Of course, the whole point of “The Company Men” is to present a dramatic arc in which Bobby learns the hard lessons of capitalism in its present-day guise. Wells makes an easy division between the hard-working Jack, who actually produces something worthwhile and has such concern for his crew that he takes winter jobs at a personal loss to keep them employed, and big-time sharks like Salinger, who won’t sell the Degas originals on his office walls but is willing to cavalierly cashier thousands of hard-working people to maintain his hold on the company. It’s a pretty simplistic dichotomy the script draws, though not an unappealing one.

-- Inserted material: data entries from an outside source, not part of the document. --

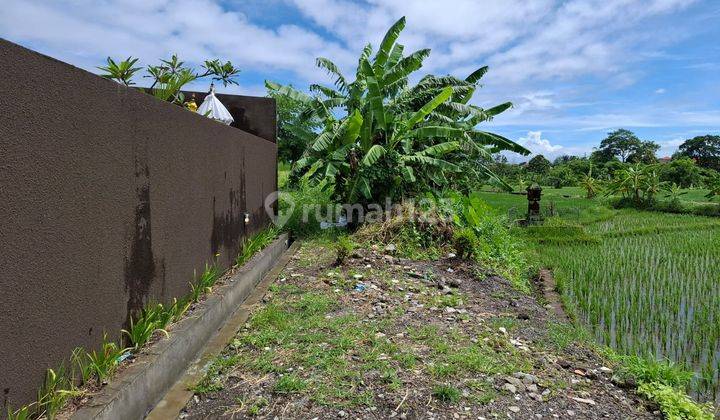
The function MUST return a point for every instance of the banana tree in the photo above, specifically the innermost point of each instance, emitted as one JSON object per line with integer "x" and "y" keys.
{"x": 393, "y": 137}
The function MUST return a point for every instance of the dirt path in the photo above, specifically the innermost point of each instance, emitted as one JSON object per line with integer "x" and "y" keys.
{"x": 380, "y": 337}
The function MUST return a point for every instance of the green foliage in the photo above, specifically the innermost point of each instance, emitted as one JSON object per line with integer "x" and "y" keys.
{"x": 255, "y": 243}
{"x": 295, "y": 131}
{"x": 289, "y": 384}
{"x": 682, "y": 171}
{"x": 343, "y": 248}
{"x": 539, "y": 165}
{"x": 705, "y": 150}
{"x": 205, "y": 282}
{"x": 153, "y": 318}
{"x": 561, "y": 176}
{"x": 121, "y": 71}
{"x": 623, "y": 144}
{"x": 591, "y": 185}
{"x": 170, "y": 76}
{"x": 675, "y": 404}
{"x": 103, "y": 363}
{"x": 491, "y": 240}
{"x": 100, "y": 365}
{"x": 305, "y": 206}
{"x": 446, "y": 393}
{"x": 465, "y": 243}
{"x": 22, "y": 413}
{"x": 393, "y": 139}
{"x": 53, "y": 394}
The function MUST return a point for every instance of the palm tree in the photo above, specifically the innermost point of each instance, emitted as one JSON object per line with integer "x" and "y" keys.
{"x": 591, "y": 185}
{"x": 714, "y": 189}
{"x": 391, "y": 138}
{"x": 630, "y": 182}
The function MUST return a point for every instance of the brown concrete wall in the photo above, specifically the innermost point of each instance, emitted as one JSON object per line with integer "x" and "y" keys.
{"x": 108, "y": 198}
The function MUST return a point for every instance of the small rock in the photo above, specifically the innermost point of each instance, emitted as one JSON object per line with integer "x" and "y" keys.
{"x": 584, "y": 400}
{"x": 510, "y": 388}
{"x": 535, "y": 396}
{"x": 453, "y": 283}
{"x": 517, "y": 383}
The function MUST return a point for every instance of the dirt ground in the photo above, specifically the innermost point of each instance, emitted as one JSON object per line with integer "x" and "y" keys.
{"x": 383, "y": 337}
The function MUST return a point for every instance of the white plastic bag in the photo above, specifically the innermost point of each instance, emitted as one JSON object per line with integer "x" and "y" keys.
{"x": 213, "y": 108}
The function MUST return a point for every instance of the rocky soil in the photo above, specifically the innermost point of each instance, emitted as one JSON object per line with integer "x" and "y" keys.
{"x": 384, "y": 337}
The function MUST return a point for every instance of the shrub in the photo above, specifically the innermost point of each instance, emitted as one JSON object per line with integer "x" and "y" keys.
{"x": 343, "y": 247}
{"x": 446, "y": 393}
{"x": 465, "y": 243}
{"x": 675, "y": 404}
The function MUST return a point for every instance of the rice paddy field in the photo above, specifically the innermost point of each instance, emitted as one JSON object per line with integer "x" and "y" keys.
{"x": 647, "y": 283}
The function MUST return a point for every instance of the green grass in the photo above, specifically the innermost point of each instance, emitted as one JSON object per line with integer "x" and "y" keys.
{"x": 303, "y": 341}
{"x": 446, "y": 393}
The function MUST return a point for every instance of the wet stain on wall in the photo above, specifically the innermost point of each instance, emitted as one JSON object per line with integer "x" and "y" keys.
{"x": 229, "y": 225}
{"x": 140, "y": 265}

But what to make of the subplot about another character—older executive Phil Woodward (Chris Cooper)—who we’re told worked his way up from the factory floor and takes his termination extremely hard? The sole evidence we get of the pain it causes him is when his daughter asks him whether he’ll be able to afford funding her senior trip—to Italy. Apparently when Phil determines he won’t, he takes extreme action of a sort that’s predictable from the moment one sees his worried face and furrowed brow. (Of course, ageism is a factor in his case, too.)
And ultimately Wells can’t end his film without a happy ending. So he has McClary, who’s fired too (but with a golden parachute) decide to give up the Louis XIV-style life his socially-conscious wife demands and use his money to buy a derelict dockyard and start a shipbuilding business, hiring Walker and other ex-employees of his old firm. The message is that corporate America should relocate its old principles and return to its manufacturing roots—a nice thought, but perhaps not a practical one. (I set aside the subplot about McClary’s affair with Sally Wilcox, Salinger’s chief hatchet-woman played by Maria Bello, which seems totally extraneous and unnecessary, except perhaps to bolster Jones’s role.)
“The Company Men” is technically fine—one would express no less of a film shot by Roger Deakins—but ultimately Wells stacks the deck overmuch to deliver his message about a corporate bottom-line mentality that shows no concern for ordinary workers. And to make matters worse, he focuses on middle-management types who aren’t ordinary workers at all. The result is a film that may mean well but doesn’t get down to depicting the real suffering that goes with recession. Concentrating on the economic downturn’s effect on the (perhaps undeservedly) privileged seems the wrong way to go.